Mechanism of nanoparticle formation in self-assembled colloidal templates: population balance model and Monte Carlo simulation

Modeling the nanoparticle formation mechanism in water-in-oil microemulsion, a self-assembled colloidal template, has been addressed in this paper by two formalisms: the deterministic population balance equation (PBE) model and stochastic Monte Carlo (MC) simulation. These are based on time-scale analysis of elementary events consisting of reactant mass transport, solid solubilization, reaction, coalescence-exchange of drops, and finally nucleation and growth of nanoparticles.
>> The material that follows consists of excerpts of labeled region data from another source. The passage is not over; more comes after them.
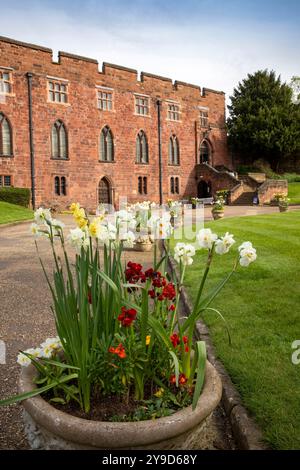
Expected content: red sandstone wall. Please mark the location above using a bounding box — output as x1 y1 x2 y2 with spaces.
0 38 231 208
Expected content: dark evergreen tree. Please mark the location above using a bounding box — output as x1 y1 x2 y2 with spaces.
227 70 300 171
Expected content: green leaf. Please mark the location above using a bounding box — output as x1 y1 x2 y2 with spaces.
148 315 172 350
192 341 206 410
169 351 179 387
42 358 80 370
0 374 78 406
For the first time in such a PBE model, realistic binomial redistribution of molecules in the daughter drops (after coalescence-exchange of two drops) has been explicitly implemented. This has resulted in a very general model, applicable to processes with arbitrary relative rates of coalescence-exchange and nucleation. Both the deterministic and stochastic routes could account for the inherent randomness in the elementary events and successfully explained temporal evolution of mean and variance of nanoparticle size distribution. This has been illustrated by comparison with different yet broadly similar experiments, operating either under coalescence (lime carbonation to make CaCO(3) nanoparticles) or nucleation (hydride hydrolysis to make Ca(OH)(2) nanoparticles) dominant regimes. Our calculations are robust in being able to predict for very diverse process operation times: up to 26 min and 5 h for carbonation and hydrolysis experiments, respectively. Model predictions show that an increase in the external reactant addition rate to microemulsion solution is beneficial under certain general conditions, increasing the nanoparticle production rate significantly without any undesirable and perceptible change in particle size.